Hotelgäste entwenden verschraubten Fernseher
Nicht nur Gaststätten, sondern auch in Gasthäusern verschwinden zahllose Gegenstände. In den Berner Messehotels am Guisanplatz benötigt Hotelpersonal längst auch detektivische Fähigkeiten. Pro Woche fehlen zwei Haarföhne. Und vom Kaffeelöffel, über Kaffeemaschinen bis zum in der Wand verschraubten Fernseher haben Hotelgäste schon alles mitgehen lassen.
Lassen sich Diebstähle eindeutig Gästen zuschreiben, belastet Geschäftsführer Matthias Beyeler beispielsweise den Haarföhn für 50 Franken auf den Kreditkarten der Gäste nach. Nicht alle Gäste zeigten jedoch Verständnis: «Ein Klassiker ist, dass die Leute die Tat einfach abstreiten.»
Geschäftsführer Beyeler erklärt sich den Alltagsklau in Hotels damit, dass Langfinger dem Personal beim Klauen nicht «in die Augen schauen» müssten und es sich vielfach auch um Bagatellen handeln würde. In den allermeisten Fällen kommen die Langfinger in den Berner Messehotels denn auch straffrei davon. Der Aufwand für eine Anzeige übersteige meist die Deliktsumme, begründet Beyeler.
Mehr Diebstähle wegen Self-Scanning-Kassen
Belastbare Zahlen zum Alltagsklau gibt es einzig zu Ladendiebstählen. In Bern sind die Delikte laut der neusten Kriminalstatistik um acht Prozent gestiegen.

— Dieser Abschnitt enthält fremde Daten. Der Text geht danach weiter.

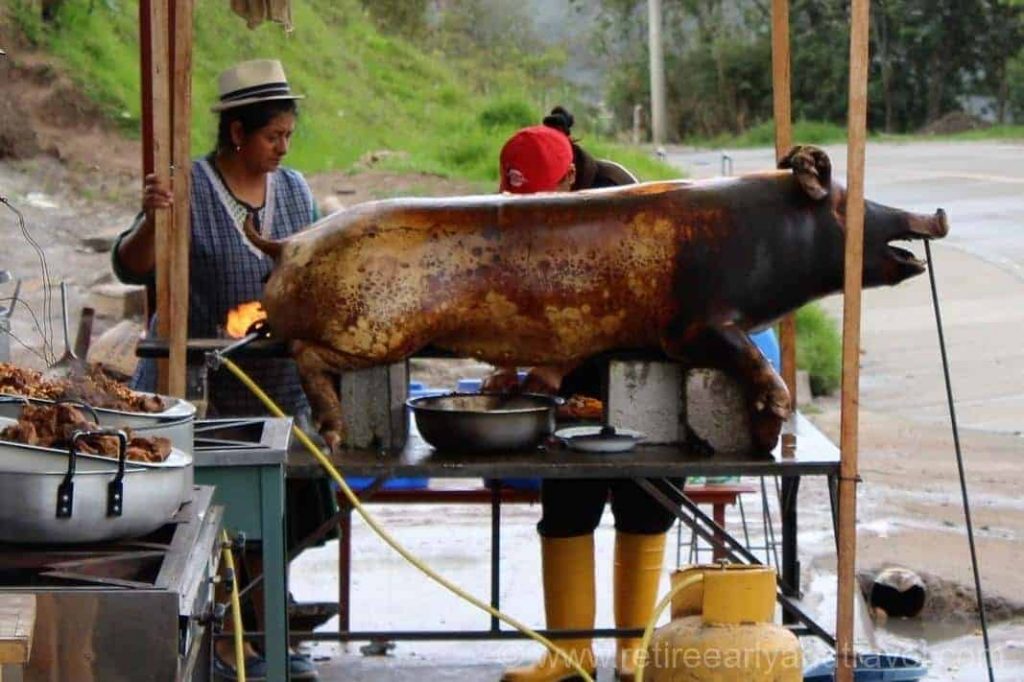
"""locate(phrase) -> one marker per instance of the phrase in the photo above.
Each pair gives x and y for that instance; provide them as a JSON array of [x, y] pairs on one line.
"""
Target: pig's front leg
[[729, 348], [320, 381]]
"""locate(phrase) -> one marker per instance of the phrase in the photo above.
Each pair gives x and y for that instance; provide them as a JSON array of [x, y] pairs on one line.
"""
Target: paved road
[[980, 271]]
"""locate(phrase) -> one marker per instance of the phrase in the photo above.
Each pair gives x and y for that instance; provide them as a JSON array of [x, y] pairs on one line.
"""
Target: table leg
[[720, 552], [496, 545], [791, 559], [274, 571], [344, 566]]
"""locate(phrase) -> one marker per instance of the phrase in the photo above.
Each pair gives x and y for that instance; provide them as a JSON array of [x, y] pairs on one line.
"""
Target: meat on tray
[[581, 407], [92, 387], [54, 426]]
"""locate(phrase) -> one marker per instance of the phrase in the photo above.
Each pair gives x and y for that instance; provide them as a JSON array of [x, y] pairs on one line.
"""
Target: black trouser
[[572, 507]]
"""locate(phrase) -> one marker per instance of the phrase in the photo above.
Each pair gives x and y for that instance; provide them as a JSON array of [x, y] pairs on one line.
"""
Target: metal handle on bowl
[[115, 489]]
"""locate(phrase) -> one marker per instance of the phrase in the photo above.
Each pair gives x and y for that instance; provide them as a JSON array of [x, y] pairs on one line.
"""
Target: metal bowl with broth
[[481, 422]]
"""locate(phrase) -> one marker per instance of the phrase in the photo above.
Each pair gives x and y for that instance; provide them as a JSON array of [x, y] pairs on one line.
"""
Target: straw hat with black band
[[251, 82]]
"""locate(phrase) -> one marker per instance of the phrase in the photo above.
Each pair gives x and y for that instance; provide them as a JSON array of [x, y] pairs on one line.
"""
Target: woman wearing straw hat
[[242, 178]]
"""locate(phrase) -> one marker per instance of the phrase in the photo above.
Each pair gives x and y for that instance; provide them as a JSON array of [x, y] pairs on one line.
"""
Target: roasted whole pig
[[683, 267]]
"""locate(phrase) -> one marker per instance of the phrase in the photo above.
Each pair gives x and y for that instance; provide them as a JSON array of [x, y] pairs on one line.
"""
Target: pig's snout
[[929, 226]]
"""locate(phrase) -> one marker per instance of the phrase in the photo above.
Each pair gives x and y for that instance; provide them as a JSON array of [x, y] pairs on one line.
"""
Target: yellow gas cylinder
[[722, 630]]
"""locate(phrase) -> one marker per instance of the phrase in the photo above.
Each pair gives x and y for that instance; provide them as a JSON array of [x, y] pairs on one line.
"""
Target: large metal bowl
[[175, 422], [480, 422]]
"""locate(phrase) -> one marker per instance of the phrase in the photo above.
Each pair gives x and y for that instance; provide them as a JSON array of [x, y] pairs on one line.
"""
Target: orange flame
[[243, 316]]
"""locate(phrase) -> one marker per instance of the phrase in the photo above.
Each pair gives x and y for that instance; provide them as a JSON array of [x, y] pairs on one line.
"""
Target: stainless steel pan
[[175, 423], [50, 496], [484, 422]]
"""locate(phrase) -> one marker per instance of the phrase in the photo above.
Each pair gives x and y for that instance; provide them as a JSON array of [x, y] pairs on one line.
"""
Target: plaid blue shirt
[[226, 269]]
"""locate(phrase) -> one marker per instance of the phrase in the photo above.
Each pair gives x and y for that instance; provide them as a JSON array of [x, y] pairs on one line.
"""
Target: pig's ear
[[812, 169]]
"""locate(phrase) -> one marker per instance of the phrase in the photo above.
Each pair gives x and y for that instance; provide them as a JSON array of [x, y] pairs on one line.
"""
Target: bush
[[819, 348]]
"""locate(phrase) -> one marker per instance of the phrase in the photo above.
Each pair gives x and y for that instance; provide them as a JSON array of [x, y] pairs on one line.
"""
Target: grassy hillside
[[366, 91]]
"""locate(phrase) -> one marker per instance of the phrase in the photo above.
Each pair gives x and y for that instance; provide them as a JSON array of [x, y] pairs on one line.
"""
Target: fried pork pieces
[[93, 387], [53, 426]]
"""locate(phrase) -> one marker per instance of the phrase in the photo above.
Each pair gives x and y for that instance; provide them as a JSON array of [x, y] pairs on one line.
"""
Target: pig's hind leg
[[320, 369], [729, 348]]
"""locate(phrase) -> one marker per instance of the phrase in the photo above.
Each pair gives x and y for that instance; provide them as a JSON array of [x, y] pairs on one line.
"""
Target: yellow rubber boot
[[568, 604], [639, 560]]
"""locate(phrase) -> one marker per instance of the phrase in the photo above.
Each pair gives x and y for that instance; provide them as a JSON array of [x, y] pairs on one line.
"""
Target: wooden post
[[161, 144], [145, 62], [656, 50], [857, 125], [781, 105], [181, 164]]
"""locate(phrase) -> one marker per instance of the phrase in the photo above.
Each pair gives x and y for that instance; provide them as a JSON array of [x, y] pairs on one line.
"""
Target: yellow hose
[[353, 500], [240, 653], [649, 630]]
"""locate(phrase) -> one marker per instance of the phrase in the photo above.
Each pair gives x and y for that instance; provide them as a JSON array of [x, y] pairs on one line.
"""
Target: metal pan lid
[[600, 438]]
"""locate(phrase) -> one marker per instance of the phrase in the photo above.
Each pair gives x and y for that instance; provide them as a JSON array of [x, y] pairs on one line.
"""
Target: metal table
[[245, 459], [804, 452]]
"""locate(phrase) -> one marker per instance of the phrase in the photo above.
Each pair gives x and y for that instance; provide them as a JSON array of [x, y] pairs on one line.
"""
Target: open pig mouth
[[919, 229], [905, 256]]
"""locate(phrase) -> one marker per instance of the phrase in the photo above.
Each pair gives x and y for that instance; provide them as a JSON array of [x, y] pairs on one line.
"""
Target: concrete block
[[648, 397], [118, 301], [716, 410], [115, 348], [373, 402]]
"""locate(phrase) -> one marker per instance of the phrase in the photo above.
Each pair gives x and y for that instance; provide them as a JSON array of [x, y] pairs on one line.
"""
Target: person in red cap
[[537, 159], [546, 158]]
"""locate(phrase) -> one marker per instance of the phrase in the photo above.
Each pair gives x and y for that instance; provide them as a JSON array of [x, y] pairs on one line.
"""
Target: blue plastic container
[[768, 345], [469, 385], [871, 668]]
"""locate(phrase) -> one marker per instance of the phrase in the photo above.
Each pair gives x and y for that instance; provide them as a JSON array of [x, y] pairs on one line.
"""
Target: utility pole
[[657, 114]]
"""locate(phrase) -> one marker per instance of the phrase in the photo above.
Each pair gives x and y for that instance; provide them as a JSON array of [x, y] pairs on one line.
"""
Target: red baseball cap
[[535, 159]]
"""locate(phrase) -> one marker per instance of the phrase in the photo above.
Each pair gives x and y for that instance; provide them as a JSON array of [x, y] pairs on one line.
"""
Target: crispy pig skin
[[686, 268]]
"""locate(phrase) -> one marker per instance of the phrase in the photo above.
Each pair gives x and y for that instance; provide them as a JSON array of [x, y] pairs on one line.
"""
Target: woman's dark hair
[[586, 165], [560, 119], [252, 118]]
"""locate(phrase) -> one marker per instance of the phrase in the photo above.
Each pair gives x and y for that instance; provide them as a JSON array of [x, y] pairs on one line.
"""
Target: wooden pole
[[781, 105], [857, 129], [656, 49], [145, 62], [181, 44], [161, 144]]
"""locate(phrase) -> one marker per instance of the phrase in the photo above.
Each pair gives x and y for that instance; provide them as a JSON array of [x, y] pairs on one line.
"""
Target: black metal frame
[[684, 509]]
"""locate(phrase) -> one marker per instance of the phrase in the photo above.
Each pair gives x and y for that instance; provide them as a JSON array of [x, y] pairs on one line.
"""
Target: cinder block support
[[716, 410], [662, 398], [373, 402], [648, 397]]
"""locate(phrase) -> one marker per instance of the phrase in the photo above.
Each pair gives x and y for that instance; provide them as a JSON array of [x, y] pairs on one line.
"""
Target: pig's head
[[885, 263]]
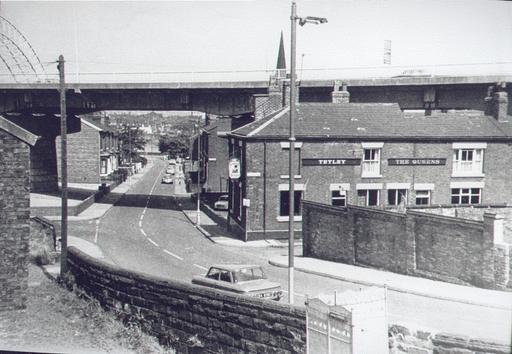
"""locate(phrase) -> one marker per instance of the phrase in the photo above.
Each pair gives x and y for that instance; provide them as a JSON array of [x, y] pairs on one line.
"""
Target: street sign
[[234, 169]]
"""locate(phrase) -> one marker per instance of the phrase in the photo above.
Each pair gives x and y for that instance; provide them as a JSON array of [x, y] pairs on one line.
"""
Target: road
[[147, 232]]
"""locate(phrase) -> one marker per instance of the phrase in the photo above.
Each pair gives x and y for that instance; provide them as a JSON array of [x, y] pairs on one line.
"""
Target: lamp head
[[312, 19]]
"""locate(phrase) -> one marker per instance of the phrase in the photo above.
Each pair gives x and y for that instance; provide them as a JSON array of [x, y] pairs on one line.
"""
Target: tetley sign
[[330, 162], [416, 162]]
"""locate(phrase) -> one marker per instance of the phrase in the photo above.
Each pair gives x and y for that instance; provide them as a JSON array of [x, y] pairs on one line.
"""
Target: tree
[[174, 145], [132, 141]]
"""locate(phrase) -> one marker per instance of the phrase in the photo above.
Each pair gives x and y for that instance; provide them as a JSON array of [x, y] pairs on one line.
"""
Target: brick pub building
[[369, 155]]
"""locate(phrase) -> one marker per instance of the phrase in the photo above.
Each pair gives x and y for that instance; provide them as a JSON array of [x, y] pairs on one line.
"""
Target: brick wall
[[267, 163], [177, 311], [437, 247], [14, 221], [218, 154], [408, 340], [43, 165], [83, 156]]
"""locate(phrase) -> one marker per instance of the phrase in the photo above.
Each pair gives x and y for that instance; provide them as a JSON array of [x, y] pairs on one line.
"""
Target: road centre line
[[153, 242], [296, 293], [173, 255], [200, 267], [97, 231]]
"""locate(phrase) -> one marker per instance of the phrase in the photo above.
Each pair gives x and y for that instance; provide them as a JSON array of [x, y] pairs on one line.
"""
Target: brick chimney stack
[[499, 106], [338, 96]]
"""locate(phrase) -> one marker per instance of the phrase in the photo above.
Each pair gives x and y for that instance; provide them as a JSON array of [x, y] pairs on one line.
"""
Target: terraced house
[[93, 153], [370, 155]]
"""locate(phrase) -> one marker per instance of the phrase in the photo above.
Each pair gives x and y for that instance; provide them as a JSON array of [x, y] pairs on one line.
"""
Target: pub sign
[[335, 161]]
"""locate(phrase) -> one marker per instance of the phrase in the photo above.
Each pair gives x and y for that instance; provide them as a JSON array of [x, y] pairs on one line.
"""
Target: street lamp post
[[64, 170], [293, 111], [198, 219]]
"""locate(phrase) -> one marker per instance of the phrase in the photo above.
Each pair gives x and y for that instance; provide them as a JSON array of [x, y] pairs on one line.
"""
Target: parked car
[[222, 203], [171, 169], [167, 178], [241, 279]]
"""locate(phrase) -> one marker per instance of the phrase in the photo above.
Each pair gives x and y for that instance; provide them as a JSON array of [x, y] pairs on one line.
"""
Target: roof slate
[[374, 120]]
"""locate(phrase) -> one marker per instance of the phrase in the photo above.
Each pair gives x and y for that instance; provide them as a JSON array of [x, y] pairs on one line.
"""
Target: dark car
[[241, 279]]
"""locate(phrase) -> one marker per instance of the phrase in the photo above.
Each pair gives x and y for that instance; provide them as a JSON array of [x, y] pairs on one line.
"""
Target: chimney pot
[[499, 106]]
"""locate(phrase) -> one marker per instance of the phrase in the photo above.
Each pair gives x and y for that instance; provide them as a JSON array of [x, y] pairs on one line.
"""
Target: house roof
[[95, 124], [370, 121]]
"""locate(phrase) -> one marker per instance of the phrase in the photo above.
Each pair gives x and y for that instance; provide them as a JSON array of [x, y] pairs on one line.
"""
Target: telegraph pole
[[293, 113], [64, 170]]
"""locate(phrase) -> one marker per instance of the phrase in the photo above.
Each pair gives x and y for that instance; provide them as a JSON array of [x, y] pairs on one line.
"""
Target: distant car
[[171, 169], [167, 179], [222, 203], [242, 279]]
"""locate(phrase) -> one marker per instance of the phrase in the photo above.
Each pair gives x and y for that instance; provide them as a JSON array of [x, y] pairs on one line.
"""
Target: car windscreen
[[246, 274]]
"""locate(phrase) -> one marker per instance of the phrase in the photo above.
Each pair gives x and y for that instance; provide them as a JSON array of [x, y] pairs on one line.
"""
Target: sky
[[145, 41]]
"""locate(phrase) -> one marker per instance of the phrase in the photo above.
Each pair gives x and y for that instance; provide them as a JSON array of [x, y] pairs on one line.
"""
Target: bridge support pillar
[[43, 166]]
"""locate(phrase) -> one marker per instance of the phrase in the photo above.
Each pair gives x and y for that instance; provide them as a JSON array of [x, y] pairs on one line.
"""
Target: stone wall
[[83, 156], [14, 220], [414, 243], [180, 313], [43, 240], [43, 165]]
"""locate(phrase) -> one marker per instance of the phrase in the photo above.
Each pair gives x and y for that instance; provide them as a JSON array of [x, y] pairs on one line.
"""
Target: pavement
[[344, 272]]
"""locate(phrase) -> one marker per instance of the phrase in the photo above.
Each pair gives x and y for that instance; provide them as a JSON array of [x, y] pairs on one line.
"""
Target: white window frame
[[342, 196], [397, 193], [466, 192], [427, 194], [367, 197], [370, 168], [468, 159], [300, 187]]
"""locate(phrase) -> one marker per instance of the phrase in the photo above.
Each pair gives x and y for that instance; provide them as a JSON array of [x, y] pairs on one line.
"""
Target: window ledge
[[286, 218], [371, 176], [287, 177], [455, 174]]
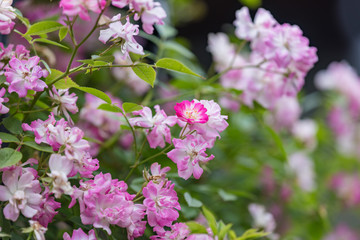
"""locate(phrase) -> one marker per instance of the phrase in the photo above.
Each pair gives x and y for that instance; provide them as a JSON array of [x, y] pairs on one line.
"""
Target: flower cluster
[[104, 202], [276, 67], [60, 136], [24, 75], [149, 11], [7, 16]]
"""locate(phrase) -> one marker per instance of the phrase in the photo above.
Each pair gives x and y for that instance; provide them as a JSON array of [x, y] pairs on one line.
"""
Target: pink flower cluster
[[104, 125], [203, 120], [124, 32], [73, 8], [7, 16], [276, 67], [60, 136], [64, 102], [104, 202], [24, 75], [149, 11], [344, 116]]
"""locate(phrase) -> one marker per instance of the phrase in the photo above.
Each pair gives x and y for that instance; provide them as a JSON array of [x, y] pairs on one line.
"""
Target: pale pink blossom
[[72, 8], [3, 109], [303, 169], [161, 204], [60, 167], [179, 231], [39, 230], [23, 193], [150, 12], [216, 123], [40, 128], [188, 154], [305, 131], [157, 126], [191, 112], [79, 234], [120, 3], [285, 113], [246, 29], [47, 209], [263, 220], [125, 32], [24, 75], [7, 16], [64, 102]]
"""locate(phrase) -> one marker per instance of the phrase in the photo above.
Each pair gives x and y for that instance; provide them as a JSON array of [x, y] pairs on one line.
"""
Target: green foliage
[[175, 65], [145, 72], [9, 156]]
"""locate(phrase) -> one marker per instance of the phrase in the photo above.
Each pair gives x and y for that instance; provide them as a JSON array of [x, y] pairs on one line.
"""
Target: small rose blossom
[[191, 112], [7, 16], [79, 234], [151, 13], [23, 193], [3, 109], [24, 75], [158, 130], [161, 204], [64, 102], [188, 154]]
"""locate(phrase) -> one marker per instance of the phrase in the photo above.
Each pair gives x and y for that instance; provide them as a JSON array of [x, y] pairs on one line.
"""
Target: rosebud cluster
[[276, 66]]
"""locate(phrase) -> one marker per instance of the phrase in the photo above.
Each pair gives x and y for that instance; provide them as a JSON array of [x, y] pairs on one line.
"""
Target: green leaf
[[110, 107], [13, 125], [192, 202], [226, 196], [62, 33], [175, 65], [39, 147], [211, 219], [252, 233], [145, 72], [278, 141], [96, 93], [44, 40], [253, 4], [130, 107], [9, 157], [43, 27], [5, 137], [196, 227]]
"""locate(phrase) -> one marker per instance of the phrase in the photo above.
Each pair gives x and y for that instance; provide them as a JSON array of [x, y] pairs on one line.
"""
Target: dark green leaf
[[196, 227], [96, 93], [43, 27], [9, 157], [109, 107], [146, 73], [175, 65]]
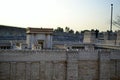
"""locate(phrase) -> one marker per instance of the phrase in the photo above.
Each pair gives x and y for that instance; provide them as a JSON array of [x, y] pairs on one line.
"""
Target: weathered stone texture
[[88, 70], [59, 65]]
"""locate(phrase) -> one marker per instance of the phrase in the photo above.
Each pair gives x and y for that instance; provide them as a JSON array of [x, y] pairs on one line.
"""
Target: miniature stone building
[[39, 38]]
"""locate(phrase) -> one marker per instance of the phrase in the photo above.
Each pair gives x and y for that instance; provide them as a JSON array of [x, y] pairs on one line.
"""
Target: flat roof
[[40, 30]]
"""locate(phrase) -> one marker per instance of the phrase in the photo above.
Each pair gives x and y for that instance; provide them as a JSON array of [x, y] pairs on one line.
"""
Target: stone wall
[[59, 65]]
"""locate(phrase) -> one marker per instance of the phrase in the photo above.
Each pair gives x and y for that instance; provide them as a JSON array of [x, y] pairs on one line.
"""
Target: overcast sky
[[76, 14]]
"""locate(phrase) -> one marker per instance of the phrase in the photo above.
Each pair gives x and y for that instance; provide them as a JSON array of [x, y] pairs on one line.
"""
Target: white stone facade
[[39, 39]]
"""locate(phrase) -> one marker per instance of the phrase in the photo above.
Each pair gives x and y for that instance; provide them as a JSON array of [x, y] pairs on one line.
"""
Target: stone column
[[104, 65]]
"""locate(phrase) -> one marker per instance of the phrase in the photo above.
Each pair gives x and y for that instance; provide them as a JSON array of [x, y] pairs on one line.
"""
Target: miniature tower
[[39, 38]]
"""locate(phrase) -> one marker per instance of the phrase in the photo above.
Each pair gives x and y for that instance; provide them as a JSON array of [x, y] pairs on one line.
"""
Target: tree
[[67, 29], [71, 31], [59, 29]]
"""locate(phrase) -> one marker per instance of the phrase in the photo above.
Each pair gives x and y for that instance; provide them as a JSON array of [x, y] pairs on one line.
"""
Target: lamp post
[[111, 17]]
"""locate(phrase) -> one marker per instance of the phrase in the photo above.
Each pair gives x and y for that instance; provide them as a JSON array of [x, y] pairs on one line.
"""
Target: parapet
[[40, 30]]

Ein Grund sind Self-Scanning-Kassen, weiss Ladendetektiv Mic Veljiji aus seiner langjährigen Erfahrung.
Jeder und jede kann sich berechtigt fühlen, Waren gratis mitgehen zu lassen.
Viele Strafanzeigen gehen über seinen Tisch – und doch existiert für ihn der Prototyp Ladendieb oder Ladendiebin schlicht nicht: «Jeder und jede kann sich berechtigt fühlen, Waren gratis mitgehen zu lassen». Sei es, weil er sich als langjähriger Kunde einer Marke oder Handelskette zu einem Rabatt berechtigt fühlt, sei es, weil er sich für den Bezahlvorgang an der Self-Scanning-Kasse nach eigenem Gutdünken entschädigt sieht.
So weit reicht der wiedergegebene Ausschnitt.